Who was the first pitcher to pitch a perfect game in a World Series?
Last Week’s Answer: The first 3 major league baseball players to join the 500 home run club were: 1) Babe Ruth who hit his 500th home run on August 11, 1929. 2) Jimmie Foxx who hit his 500th home run on September 24, 1940. 3) Met Ott who hit his 500th home run on August 1, 1945.
The NFL plans to have one team play "back-to-back games in London as part of its exploration into a franchise being based in the capital," according to the London Times. The league "wants to test the water" with one team playing successive games in the city. NFL Exec VP and Chief Strategy & Growth Officer Chris Halpin said, "As part of our long-term effort, that is something we want to see to test out a team being in London for two games over a week. Whether that is in 2020 or another year we are not sure yet. That is a key element of exploration of a franchise in London." The NFL has been "delighted by the experience" recently of the Chicago Bears-Oakland Raiders and Carolina Panthers-Tampa Bay Buccaneers games at Tottenham Hotspur Stadium, which "had sell-out crowds over two weekends." London Mayor Sadiq Khan also "held talks" with NFL Commissioner Roger Goodell last week about "maintaining the number" of NFL games in the city with the "eventual goal of a franchise." Halpin would "not comment on whether a London franchise would be part of the next collective bargaining agreement talks".
MLB will allow investment funds to "take minority stakes in multiple clubs, a move that lets the league capitalize on sky-high team valuations," according to Bloomberg News. Sources said that the change, which was made earlier this year, could "bring in cash from Wall Street firms and college endowments." It is MLB's "answer to a problem affecting all the major U.S. sports leagues: Teams' multibillion-dollar valuations have made it difficult for part-owners ... to find buyers for their stakes when it's time to sell." Sources said that MLB Commissioner Rob Manfred recently confirmed that MLB changed its rules "almost a year ago," and they provide "flexibility for a new ownership group in terms of putting the capital structure together".
The NWSL, which concluded its regular season on Saturday night, "averaged 7,386 fans a game, breaking the league record for average attendance in a season," according to SOCCERAMERICA.com. That represented a 23% increase over the previous high of 6,024 set in '18. It is the "second-highest average in the history of women's pro soccer behind the average of 8,116 set in WUSA's inaugural season" in '01. The Portland Thorns "became the first women's team to average more than 20,000 fans a game." The Thorns, who have led the NWSL in attendance in every season, were "aided by the expansion of Providence Park." The Thorns' average attendance this season is higher than the average for 15 of the 24 MLS teams. Seven of the nine NWSL teams -- all but the Houston Dash and Orlando Pride -- "broke their season record for average attendance, and every team registered double-digit gains year-over-year." Teams "benefited from the buzz that followed" the USWNT's World Cup title. Six of the nine teams -- all but the Dash, Pride and the Utah Royals -- "broke their single-game attendance records in the aftermath." The jump in attendance in the World Cup year is comparable to '15 when NWSL average attendance increased almost 22%.

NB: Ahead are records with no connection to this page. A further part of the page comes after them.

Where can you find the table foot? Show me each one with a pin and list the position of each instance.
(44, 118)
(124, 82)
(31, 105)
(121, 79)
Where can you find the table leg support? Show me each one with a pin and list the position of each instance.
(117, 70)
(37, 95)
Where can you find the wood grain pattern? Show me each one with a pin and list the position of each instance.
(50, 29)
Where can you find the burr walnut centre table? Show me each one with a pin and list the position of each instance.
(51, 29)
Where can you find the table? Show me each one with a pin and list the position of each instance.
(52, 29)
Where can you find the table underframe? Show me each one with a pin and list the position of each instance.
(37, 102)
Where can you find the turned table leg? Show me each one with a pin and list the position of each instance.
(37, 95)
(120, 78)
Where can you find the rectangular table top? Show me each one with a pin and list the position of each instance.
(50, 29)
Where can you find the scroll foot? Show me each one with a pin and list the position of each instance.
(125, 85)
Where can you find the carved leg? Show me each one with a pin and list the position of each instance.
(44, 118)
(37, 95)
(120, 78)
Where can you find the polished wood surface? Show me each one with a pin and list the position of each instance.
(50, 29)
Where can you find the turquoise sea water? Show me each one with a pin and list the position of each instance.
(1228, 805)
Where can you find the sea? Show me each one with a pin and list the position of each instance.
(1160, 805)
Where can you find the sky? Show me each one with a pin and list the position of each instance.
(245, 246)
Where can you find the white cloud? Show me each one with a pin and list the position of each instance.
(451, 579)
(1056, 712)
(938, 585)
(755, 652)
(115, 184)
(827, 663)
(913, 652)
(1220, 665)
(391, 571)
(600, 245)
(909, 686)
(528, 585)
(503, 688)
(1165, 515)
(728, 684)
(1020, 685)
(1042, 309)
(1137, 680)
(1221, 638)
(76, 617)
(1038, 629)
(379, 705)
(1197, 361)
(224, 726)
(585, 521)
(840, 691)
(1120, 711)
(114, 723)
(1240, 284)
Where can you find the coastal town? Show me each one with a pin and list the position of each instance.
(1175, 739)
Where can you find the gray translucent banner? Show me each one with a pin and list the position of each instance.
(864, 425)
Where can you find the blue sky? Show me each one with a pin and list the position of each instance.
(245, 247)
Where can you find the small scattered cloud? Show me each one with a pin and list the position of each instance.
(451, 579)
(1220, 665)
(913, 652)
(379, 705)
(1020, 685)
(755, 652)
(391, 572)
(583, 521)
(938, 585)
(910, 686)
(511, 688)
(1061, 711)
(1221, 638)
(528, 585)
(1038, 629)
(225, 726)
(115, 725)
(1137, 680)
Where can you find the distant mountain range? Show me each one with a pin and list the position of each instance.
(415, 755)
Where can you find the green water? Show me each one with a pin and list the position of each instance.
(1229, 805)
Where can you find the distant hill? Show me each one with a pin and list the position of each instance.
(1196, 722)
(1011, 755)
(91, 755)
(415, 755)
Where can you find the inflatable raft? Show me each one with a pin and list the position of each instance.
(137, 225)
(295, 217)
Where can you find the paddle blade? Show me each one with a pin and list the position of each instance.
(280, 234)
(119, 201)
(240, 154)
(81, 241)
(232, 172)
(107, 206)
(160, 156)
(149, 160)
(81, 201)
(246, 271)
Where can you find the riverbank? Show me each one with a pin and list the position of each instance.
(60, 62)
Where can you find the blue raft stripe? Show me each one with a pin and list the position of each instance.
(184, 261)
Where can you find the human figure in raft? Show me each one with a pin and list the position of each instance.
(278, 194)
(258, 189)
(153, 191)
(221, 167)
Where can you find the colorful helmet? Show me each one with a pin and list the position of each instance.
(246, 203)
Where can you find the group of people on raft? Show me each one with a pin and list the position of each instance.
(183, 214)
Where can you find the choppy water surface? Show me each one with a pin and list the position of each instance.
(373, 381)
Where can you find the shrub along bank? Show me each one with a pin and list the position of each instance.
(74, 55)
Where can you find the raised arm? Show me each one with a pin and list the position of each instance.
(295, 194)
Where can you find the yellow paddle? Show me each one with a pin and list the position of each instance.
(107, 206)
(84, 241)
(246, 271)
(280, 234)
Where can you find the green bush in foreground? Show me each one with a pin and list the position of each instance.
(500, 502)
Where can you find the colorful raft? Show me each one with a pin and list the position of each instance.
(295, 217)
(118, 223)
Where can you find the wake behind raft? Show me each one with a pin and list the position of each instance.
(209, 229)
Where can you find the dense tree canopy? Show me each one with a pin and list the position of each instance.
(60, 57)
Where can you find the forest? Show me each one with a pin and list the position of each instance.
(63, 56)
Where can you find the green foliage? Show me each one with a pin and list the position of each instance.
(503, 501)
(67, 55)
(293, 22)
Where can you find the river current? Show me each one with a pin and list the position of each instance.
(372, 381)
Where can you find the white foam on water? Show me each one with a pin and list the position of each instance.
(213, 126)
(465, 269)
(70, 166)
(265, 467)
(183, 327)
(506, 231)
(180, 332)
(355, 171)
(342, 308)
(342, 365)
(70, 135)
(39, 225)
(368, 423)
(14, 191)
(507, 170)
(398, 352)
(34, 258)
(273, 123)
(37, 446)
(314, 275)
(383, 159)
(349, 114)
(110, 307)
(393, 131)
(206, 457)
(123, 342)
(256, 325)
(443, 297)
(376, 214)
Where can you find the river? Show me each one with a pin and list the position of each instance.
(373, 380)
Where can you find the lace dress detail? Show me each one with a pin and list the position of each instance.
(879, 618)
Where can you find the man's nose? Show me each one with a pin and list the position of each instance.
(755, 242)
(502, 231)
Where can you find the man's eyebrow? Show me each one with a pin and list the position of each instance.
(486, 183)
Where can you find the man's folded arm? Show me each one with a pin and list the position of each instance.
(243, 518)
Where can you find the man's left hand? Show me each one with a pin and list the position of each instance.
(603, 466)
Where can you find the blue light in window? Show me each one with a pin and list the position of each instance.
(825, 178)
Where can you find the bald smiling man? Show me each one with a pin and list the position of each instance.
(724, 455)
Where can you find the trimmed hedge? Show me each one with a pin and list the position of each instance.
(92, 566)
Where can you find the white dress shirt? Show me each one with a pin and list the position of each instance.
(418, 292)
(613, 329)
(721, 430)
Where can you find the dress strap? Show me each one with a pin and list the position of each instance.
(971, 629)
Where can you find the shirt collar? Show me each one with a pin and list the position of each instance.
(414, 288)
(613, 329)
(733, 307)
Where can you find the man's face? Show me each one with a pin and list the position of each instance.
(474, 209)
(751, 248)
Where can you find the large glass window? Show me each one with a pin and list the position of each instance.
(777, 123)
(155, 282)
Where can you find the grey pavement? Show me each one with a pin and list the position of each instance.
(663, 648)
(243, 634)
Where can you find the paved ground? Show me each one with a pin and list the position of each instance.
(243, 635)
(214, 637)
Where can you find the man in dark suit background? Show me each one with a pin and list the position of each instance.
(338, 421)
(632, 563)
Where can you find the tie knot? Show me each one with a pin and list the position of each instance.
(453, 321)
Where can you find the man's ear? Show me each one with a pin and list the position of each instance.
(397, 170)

NASCAR is finalizing a deal that will make Geico the first company to sign as a premier partner for its new Cup-level sponsorship model, sources said. The deal has not yet been signed, though it has been verbally agreed to and will be reached barring an unforeseen late complication. NASCAR has been in the market looking for three to five top-tier partners for its new model, which will replace the title sponsorship system that is in place. NASCAR has been asking $15-20M annually over several years for the deals. While NASCAR is in advanced talks with multiple companies, sources said that Geico is the first company to be closing on a signed deal. Geico already signed on earlier this year as NASCAR's official insurance partner in a deal that sources at the time said cost Geico a low-seven-figure annual fee. This new agreement will effectively supersede that deal. With a low-eight-figure asking price spread over multiple years, Geico is likely making a mid-eight-figure commitment with the new deal, which includes not just league assets but also those from tracks and media-rights partners Fox Sports and NBC Sports.
Endeavor has officially "withdrawn its intention to go public," according to the L.A. Times. In a filing, Endeavor Deputy General Counsel & Corporate Secretary Joel Karansky told the U.S. Securities & Exchange Commission that the company "no longer wishes to conduct a public offering of securities at this time." In September, Endeavor "canceled its much-anticipated initial public offering a day before its shares were expected to begin trading on the New York Stock Exchange, citing hazardous market conditions." At the time, Endeavor had "left open the possibility that it might return to the public market if conditions improved." The about-face was a "rare setback" for Endeavor CEO Ari Emanuel, whose ambition is to make the company into a "global entertainment juggernaut." The IPO was "supposed to help fuel its ascent by raising cash to chip away" at its $4.6B debt and "fund future acquisitions".